On the other side, for those who have been fearfully following the process of assimilation and disappearance that the Jewish people has undergone in America, and on other continents, this "culminating event" poured salt on open wounds. Some 90 percent of young Jews, according to recent polls, do not rule out marriage with a non-Jew. And the results are easy to see: Due to intermarriage, the number of Jews in the United States has fallen by more than a quarter since the 1960s.

Only 5 million Jews (a number that includes about 1 million Israelis and immigrants from the former Soviet Union ) live today in the world's second-largest Jewish population center. The numerous intermarriages attest to a desire to shake off the burden that Jewish identity entails - even in its minimalist Reform version - and assimilate into the American melting pot. (Note that the American melting pot is not the same as the American dream. The original American dream allowed people to continue adhering to their own religion and nationality, viewing this as legitimate and even desirable, not something that impedes realization of that dream. )

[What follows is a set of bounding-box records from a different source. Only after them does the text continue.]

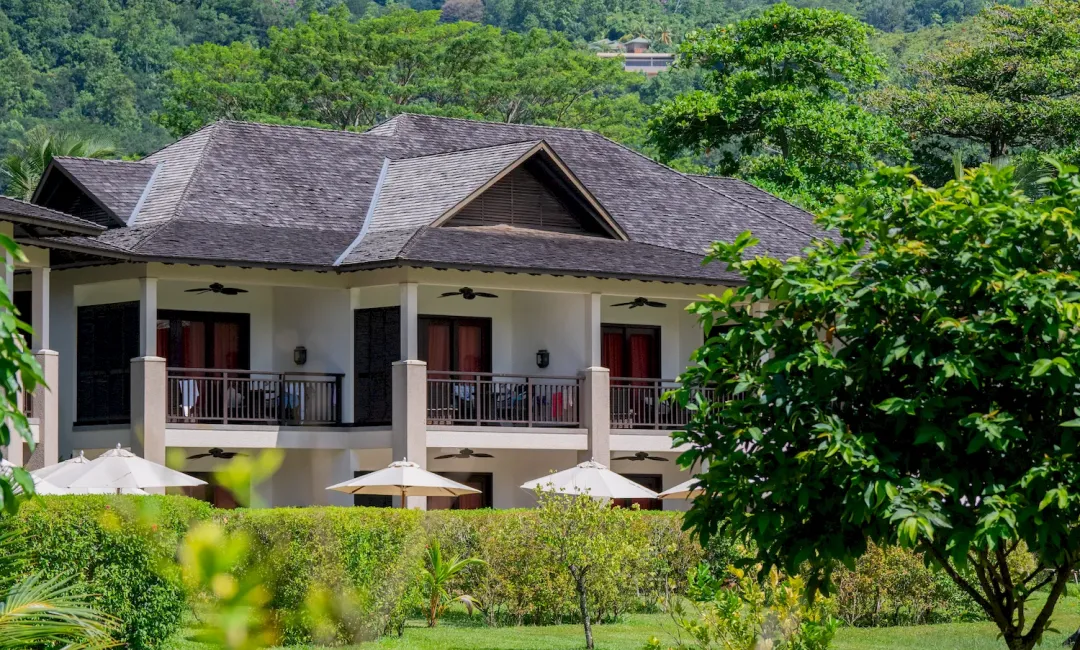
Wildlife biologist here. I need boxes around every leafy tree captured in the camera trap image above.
[423,540,486,627]
[158,8,643,140]
[875,0,1080,160]
[674,160,1080,650]
[0,126,114,200]
[536,488,630,650]
[650,4,907,203]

More than a few Jews, including Reform Jews, were hurt by the inclusion of ancient Jewish symbols, like the breaking of the glass, alongside Christian ones at Saturday's wedding. Rabbi James Ponet, who officiated over this mishmash, displayed radical conformism. That is apparently linked to the dream some Jews have of pleasing the ultimate WASP, and thereby trying to solve the identity problem that lurks deep in the recesses of the Jewish soul. But it seems doubtful that they will find peace and belonging by making like Ionesco's rhinoceroses.

On the other hand, there are a growing number of kippa-wearing Jews on American campuses. And this development evidently does not stem only from the growing strength of the Orthodox movement and its increasing interest in academic studies (a trend also observable in Israel ). Rather, there is a demonstrative element to this behavior, an element of protest. The message is that the Jewish people and Jewish civilization are alive and well, and will continue to exist despite assimilation.

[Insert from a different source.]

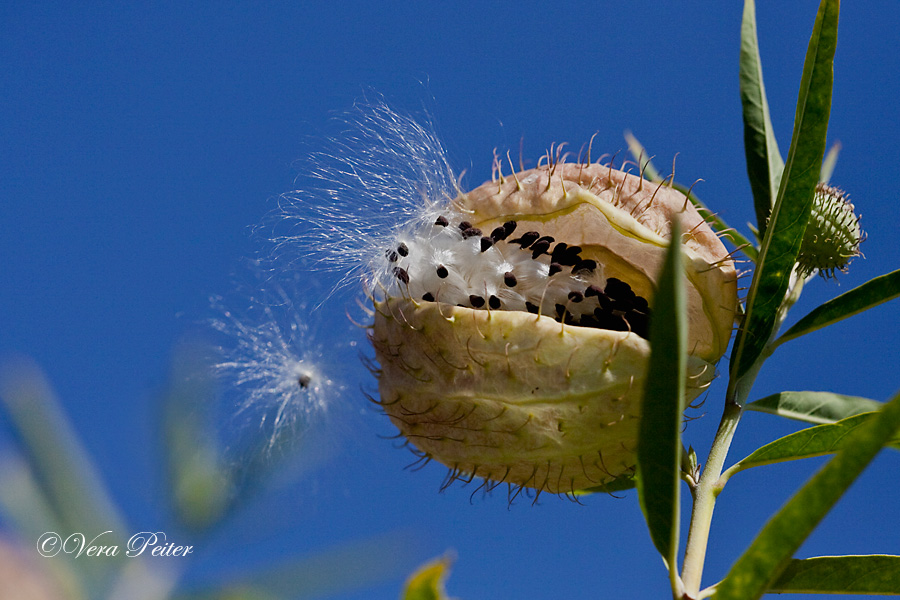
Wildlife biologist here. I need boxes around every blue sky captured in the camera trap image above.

We, they say, are the proof that it is possible to be an integral part of the new American collective without conceding - as the weaker souls among us have - our uniquely Jewish national identity. We do not owe our national identity, and certainly not our religious identity, to America; the Jews have contributed no less, and perhaps even more, to America than America has contributed to the Jews.

Mazel tov, Chelsea and Marc. You are not just symbols.